Antigen Availability for Research Use. For each Antigen for which Celldex desires to obtain a Research License pursuant to Section 3.1, Celldex shall provide Medarex with a written description of such Antigen. Each such Antigen shall be a specific molecular target or biochemical entity, such as defined proteins or polypeptides (including glyco- or lipo-proteins or carbohydrates) and the parties shall agree on a written description of such Antigen, which description shall include, where possible, a GenBank accession number. Within thirty (30) business days following receipt of notice from Celldex regarding its desire to obtain a Research License with regard to a particular Antigen hereunder, Medarex will notify Celldex whether the rights requested by Celldex are available for licensing to Celldex. It is understood and agreed that an Antigen may not be available for Celldex for a Research License if: (i) Medarex is [*****] REPRESENTS CONFIDENTIAL PORTION WHICH HAS BEEN OMITTED AND FILED SEPARATELY WITH THE SECURITIES AND EXCHANGE COMMISSION. CONFIDENTIAL TREATMENT HAS BEEN REQUESTED WITH RESPECT TO THE OMITTED PORTIONS. actively engaged in discussions with a third party with regard to exclusive rights with respect to such Antigen and antibodies thereto, or (ii) Medarex has previously granted a third party rights with respect to such Antigen and/or antibodies relating thereto that would preclude Medarex from granting the rights contained herein to Celldex, or (iii) Medarex has initiated an active program of research, development or commercialization with respect to such Antigen or antibodies thereto or has an intent to initiate an active program with regard to such Antigen or antibodies thereto as shown by written records that predate Celldex’s written request.

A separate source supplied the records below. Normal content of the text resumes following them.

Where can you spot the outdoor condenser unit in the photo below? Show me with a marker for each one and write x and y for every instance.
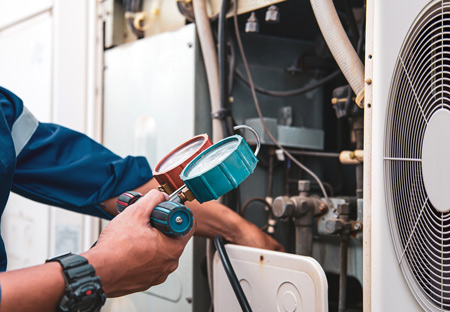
(407, 144)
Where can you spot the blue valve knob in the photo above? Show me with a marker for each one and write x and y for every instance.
(171, 218)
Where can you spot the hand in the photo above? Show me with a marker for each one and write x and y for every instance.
(252, 236)
(130, 255)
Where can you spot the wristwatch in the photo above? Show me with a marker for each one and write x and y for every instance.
(84, 291)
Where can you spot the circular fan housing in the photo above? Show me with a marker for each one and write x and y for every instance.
(417, 157)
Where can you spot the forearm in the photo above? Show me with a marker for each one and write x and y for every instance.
(216, 219)
(37, 288)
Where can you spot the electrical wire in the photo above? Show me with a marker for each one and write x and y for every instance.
(223, 64)
(258, 109)
(293, 92)
(240, 295)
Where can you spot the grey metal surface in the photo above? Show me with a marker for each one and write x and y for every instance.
(294, 137)
(155, 100)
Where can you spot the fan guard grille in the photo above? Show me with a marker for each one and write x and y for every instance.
(420, 88)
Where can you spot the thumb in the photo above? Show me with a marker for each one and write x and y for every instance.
(147, 203)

If Medarex notifies Celldex that a particular Antigen requested by Celldex pursuant to this Section 3.2 is (i) available for use in the Research Program, such Antigen shall be a Research Antigen as set forth in Section 3.1, shall thereupon be added to Exhibit A and shall count against the total of five (5) such Research Licenses available to Celldex pursuant to Section 3.1; and (ii) not available for use in the Research Program, such Antigen shall not be a Research Antigen and shall not be counted against the total of five (5) such Research Licenses available to Celldex pursuant to Section 3.1.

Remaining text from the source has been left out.